The quick ratio, which provides a more stringent assessment by excluding inventory from current assets, also showed a downward trend, falling from 0.63 in 2020 to 0.72 in 2024. This implies that Vital Energy Inc. may struggle to meet its immediate financial obligations without relying on selling inventory.
Furthermore, the cash ratio, which measures the company's ability to cover current liabilities with its cash and cash equivalents, deteriorated significantly over the five-year period, dropping from 0.25 in 2020 to 0.07 in 2024. This indicates that Vital Energy Inc. may have a limited ability to pay off its short-term liabilities solely with its cash reserves.
Overall, the liquidity ratios suggest that Vital Energy Inc. has encountered challenges in maintaining sufficient liquid assets to meet its short-term obligations, potentially signaling a need for the company to improve its cash management strategies or seek additional sources of liquidity to enhance its financial stability.

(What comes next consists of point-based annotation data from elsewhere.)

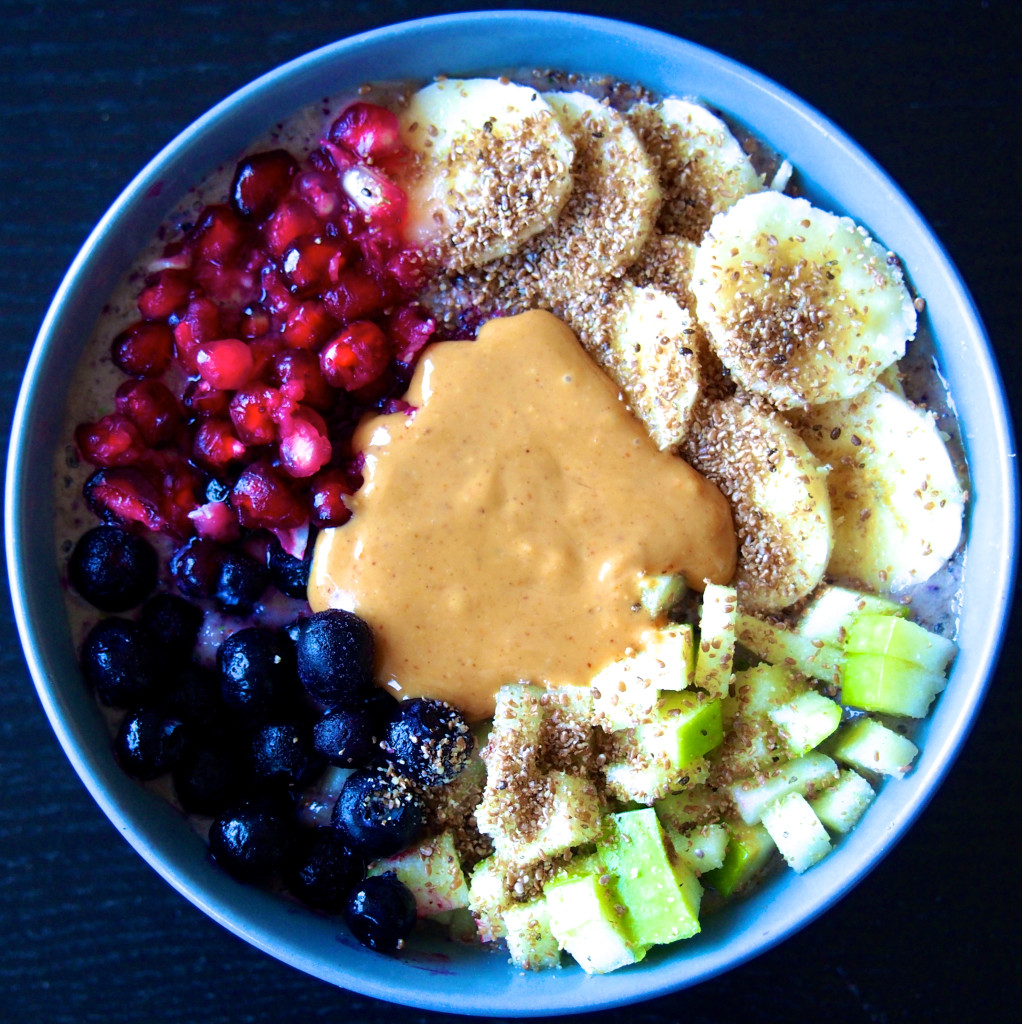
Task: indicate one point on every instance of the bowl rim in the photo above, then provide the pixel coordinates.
(244, 913)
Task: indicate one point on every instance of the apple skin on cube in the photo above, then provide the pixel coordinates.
(889, 685)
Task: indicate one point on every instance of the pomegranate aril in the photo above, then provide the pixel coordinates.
(168, 292)
(260, 181)
(112, 440)
(125, 495)
(253, 412)
(215, 443)
(368, 129)
(356, 356)
(153, 409)
(327, 493)
(262, 497)
(225, 364)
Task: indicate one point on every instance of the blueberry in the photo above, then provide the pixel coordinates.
(123, 664)
(335, 656)
(174, 624)
(281, 755)
(148, 743)
(323, 868)
(381, 912)
(251, 840)
(289, 574)
(348, 737)
(113, 569)
(256, 669)
(240, 583)
(429, 740)
(378, 813)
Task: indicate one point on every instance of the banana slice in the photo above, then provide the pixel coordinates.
(896, 497)
(703, 168)
(492, 168)
(648, 345)
(778, 494)
(802, 306)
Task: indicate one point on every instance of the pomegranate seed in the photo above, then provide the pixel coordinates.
(308, 326)
(410, 329)
(356, 356)
(291, 219)
(215, 443)
(375, 195)
(168, 293)
(263, 498)
(225, 364)
(218, 236)
(252, 411)
(125, 495)
(304, 446)
(327, 494)
(153, 409)
(356, 296)
(203, 399)
(312, 263)
(367, 129)
(299, 374)
(260, 182)
(112, 440)
(144, 349)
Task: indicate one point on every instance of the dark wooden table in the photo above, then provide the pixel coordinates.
(89, 91)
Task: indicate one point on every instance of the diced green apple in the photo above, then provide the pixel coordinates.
(715, 654)
(797, 830)
(843, 804)
(868, 745)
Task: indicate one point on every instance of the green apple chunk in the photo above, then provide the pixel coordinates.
(900, 638)
(797, 830)
(807, 774)
(715, 655)
(749, 851)
(530, 941)
(780, 646)
(868, 745)
(659, 901)
(833, 609)
(585, 921)
(806, 721)
(432, 870)
(843, 804)
(889, 685)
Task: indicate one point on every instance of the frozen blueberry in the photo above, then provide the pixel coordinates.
(113, 569)
(323, 868)
(251, 840)
(148, 743)
(174, 623)
(256, 669)
(378, 813)
(240, 583)
(335, 656)
(289, 574)
(429, 740)
(381, 912)
(123, 664)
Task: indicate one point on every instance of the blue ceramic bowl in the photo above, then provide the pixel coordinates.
(841, 177)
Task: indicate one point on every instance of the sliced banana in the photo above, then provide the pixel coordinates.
(703, 168)
(897, 501)
(492, 168)
(648, 345)
(801, 305)
(778, 494)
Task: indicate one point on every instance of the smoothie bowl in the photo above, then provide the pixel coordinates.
(333, 220)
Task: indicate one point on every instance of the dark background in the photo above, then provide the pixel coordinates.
(88, 92)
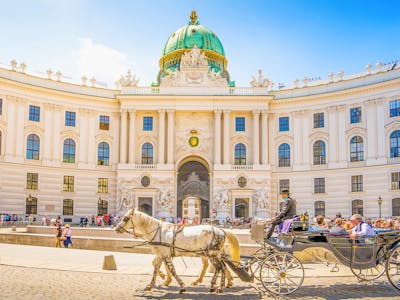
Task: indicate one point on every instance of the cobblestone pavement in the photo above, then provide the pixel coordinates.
(32, 283)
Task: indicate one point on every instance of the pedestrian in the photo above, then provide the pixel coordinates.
(58, 235)
(67, 233)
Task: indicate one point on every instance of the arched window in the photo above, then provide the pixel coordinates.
(356, 149)
(357, 207)
(103, 154)
(69, 151)
(319, 208)
(147, 154)
(396, 207)
(31, 205)
(240, 154)
(319, 153)
(102, 207)
(284, 155)
(68, 207)
(395, 144)
(32, 147)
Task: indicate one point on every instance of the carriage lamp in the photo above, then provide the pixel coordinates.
(380, 206)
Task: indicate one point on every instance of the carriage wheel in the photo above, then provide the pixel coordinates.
(281, 273)
(393, 267)
(371, 273)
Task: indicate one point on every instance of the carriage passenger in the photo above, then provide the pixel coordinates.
(360, 229)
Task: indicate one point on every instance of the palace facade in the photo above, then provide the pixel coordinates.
(195, 145)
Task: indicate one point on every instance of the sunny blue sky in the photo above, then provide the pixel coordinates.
(288, 39)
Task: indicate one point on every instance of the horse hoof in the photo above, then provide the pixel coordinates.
(167, 283)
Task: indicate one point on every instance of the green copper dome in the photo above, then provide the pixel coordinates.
(193, 34)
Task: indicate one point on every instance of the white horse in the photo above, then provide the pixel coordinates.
(168, 241)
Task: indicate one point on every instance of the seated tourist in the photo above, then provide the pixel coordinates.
(360, 229)
(338, 227)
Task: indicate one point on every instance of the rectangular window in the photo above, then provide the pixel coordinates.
(70, 117)
(357, 183)
(355, 115)
(395, 181)
(319, 185)
(34, 113)
(104, 123)
(284, 124)
(32, 181)
(240, 123)
(394, 108)
(102, 185)
(148, 123)
(319, 121)
(284, 184)
(68, 207)
(68, 184)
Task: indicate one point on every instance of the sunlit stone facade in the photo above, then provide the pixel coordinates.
(193, 144)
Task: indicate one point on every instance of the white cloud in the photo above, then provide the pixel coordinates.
(104, 63)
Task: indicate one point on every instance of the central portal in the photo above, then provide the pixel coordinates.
(193, 191)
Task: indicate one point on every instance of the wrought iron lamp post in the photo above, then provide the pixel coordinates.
(380, 206)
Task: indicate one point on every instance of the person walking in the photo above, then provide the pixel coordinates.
(67, 234)
(58, 235)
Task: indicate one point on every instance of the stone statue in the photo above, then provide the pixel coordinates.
(221, 200)
(165, 200)
(260, 198)
(260, 81)
(125, 198)
(128, 80)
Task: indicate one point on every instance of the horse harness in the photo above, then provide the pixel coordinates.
(214, 244)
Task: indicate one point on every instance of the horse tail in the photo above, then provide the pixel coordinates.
(234, 247)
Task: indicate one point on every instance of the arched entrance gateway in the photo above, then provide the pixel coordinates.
(193, 190)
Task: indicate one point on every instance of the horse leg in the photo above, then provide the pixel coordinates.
(160, 273)
(168, 263)
(229, 277)
(167, 281)
(157, 264)
(215, 276)
(204, 260)
(223, 271)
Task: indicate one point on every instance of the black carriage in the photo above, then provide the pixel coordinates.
(280, 272)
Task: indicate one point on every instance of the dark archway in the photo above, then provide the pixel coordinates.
(194, 180)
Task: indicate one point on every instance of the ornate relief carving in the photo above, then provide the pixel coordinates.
(194, 71)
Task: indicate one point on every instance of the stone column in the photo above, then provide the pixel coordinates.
(57, 119)
(227, 133)
(297, 139)
(161, 136)
(123, 137)
(171, 138)
(217, 137)
(19, 135)
(342, 146)
(132, 147)
(256, 137)
(84, 135)
(333, 135)
(371, 122)
(264, 138)
(48, 121)
(380, 125)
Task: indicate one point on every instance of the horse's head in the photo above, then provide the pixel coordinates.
(126, 222)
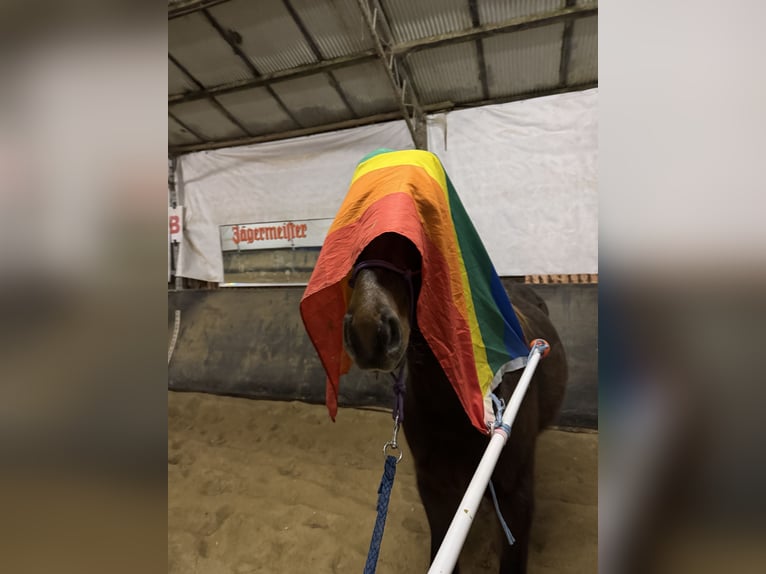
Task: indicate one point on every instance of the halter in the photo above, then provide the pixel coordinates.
(398, 386)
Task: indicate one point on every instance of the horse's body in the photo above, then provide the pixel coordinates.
(380, 333)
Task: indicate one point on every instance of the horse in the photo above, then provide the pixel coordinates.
(380, 332)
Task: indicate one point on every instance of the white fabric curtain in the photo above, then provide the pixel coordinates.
(526, 173)
(301, 178)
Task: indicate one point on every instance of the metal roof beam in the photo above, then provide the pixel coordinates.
(476, 22)
(184, 7)
(177, 150)
(266, 79)
(186, 127)
(227, 36)
(318, 55)
(568, 14)
(401, 83)
(566, 48)
(513, 25)
(445, 106)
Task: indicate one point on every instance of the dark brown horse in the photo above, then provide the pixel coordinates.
(381, 333)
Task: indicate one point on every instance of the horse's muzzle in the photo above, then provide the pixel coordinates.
(373, 342)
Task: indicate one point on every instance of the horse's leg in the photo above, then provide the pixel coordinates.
(517, 506)
(440, 506)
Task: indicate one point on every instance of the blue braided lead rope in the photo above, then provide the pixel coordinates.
(384, 493)
(499, 408)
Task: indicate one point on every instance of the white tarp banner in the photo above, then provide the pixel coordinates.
(526, 173)
(275, 234)
(301, 178)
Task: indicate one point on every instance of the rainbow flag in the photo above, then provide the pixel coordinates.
(463, 310)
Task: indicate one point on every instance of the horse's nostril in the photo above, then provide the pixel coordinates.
(394, 334)
(347, 332)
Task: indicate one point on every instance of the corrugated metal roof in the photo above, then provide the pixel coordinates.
(202, 51)
(178, 82)
(523, 61)
(312, 100)
(270, 37)
(328, 69)
(583, 60)
(258, 111)
(206, 120)
(448, 73)
(496, 11)
(338, 30)
(367, 88)
(177, 135)
(411, 20)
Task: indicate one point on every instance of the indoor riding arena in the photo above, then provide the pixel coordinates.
(276, 109)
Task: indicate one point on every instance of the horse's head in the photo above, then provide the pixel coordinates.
(385, 282)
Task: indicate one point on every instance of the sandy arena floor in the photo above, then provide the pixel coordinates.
(273, 487)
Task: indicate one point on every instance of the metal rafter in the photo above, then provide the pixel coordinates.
(566, 48)
(184, 7)
(213, 101)
(378, 118)
(226, 35)
(177, 150)
(186, 127)
(318, 55)
(401, 82)
(266, 79)
(566, 14)
(476, 22)
(512, 25)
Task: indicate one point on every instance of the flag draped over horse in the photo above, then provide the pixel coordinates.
(463, 311)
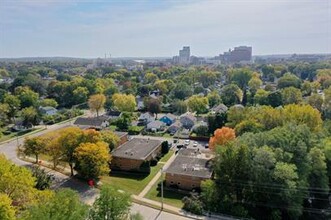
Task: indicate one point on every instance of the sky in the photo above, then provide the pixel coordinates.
(159, 28)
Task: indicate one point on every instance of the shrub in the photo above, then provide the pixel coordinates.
(193, 203)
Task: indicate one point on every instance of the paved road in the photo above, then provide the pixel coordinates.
(87, 194)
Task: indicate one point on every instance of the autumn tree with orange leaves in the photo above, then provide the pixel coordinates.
(221, 136)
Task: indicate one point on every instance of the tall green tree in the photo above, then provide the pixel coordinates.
(34, 146)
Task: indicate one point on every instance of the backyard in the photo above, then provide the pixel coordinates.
(134, 183)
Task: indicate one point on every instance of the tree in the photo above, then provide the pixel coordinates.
(14, 104)
(164, 147)
(214, 99)
(222, 136)
(97, 102)
(303, 114)
(207, 78)
(150, 77)
(318, 179)
(27, 97)
(154, 106)
(34, 146)
(111, 205)
(215, 121)
(327, 103)
(193, 203)
(275, 99)
(110, 138)
(92, 160)
(49, 102)
(17, 183)
(254, 84)
(316, 101)
(7, 212)
(29, 116)
(4, 73)
(164, 86)
(291, 95)
(231, 94)
(123, 102)
(179, 107)
(69, 139)
(306, 88)
(182, 91)
(65, 204)
(4, 112)
(261, 97)
(80, 95)
(43, 179)
(198, 104)
(288, 80)
(241, 77)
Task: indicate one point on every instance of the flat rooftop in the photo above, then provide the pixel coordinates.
(137, 148)
(191, 162)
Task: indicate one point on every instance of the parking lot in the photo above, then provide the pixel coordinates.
(179, 143)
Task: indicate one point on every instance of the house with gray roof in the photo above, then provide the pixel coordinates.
(135, 155)
(97, 123)
(189, 169)
(155, 126)
(188, 120)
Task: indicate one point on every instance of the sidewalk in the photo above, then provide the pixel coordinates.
(156, 177)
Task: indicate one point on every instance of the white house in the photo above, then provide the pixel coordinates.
(188, 120)
(48, 110)
(156, 126)
(145, 118)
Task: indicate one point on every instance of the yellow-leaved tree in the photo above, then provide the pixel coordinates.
(96, 103)
(123, 102)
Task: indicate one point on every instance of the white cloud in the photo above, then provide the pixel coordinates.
(209, 27)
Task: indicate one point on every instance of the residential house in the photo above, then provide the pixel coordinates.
(48, 110)
(136, 155)
(174, 127)
(189, 169)
(114, 114)
(156, 126)
(188, 120)
(145, 118)
(140, 102)
(97, 123)
(221, 108)
(123, 137)
(168, 119)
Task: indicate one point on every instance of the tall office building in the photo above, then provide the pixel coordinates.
(241, 54)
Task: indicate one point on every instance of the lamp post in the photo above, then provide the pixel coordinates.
(161, 169)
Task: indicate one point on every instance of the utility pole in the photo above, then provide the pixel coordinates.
(161, 169)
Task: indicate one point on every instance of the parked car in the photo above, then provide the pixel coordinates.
(187, 142)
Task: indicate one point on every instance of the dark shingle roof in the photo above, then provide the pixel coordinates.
(96, 121)
(189, 162)
(137, 148)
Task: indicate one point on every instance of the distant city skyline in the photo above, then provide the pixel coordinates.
(158, 28)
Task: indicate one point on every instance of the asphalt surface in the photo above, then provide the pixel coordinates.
(86, 193)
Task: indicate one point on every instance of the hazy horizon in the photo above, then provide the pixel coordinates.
(83, 29)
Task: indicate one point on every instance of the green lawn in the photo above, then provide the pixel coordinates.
(19, 134)
(169, 197)
(134, 183)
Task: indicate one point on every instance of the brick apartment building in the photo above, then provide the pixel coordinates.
(134, 154)
(189, 169)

Additional liquidity measure
Dec 31, 2024 | Dec 31, 2023 | Dec 31, 2022 | Dec 31, 2021 | Dec 31, 2020 | ||
---|---|---|---|---|---|---|
Cash conversion cycle | days | 86.17 | 81.60 | 53.71 | 83.93 | 42.99 |
The cash conversion cycle of Vital Energy Inc. has shown fluctuations over the past five years.
As of December 31, 2020, the company had a cash conversion cycle of 42.99 days, indicating a relatively efficient management of cash inflows and outflows.
However, by December 31, 2021, the cash conversion cycle had increased to 83.93 days, suggesting a delay in converting investments in inventory and receivables into cash.
In 2022, the cash conversion cycle improved to 53.71 days, reflecting a better handling of working capital components.
Subsequently, by the end of 2023, the cycle increased again to 81.60 days, possibly signaling challenges in managing cash flows effectively.
By December 31, 2024, the cash conversion cycle reached 86.17 days, indicating a prolonged period for the company to convert assets into cash, which may require attention to optimize working capital efficiency.
Overall, Vital Energy Inc. has experienced fluctuations in its cash conversion cycle in recent years, which could be a reflection of changes in operational efficiency and working capital management within the organization.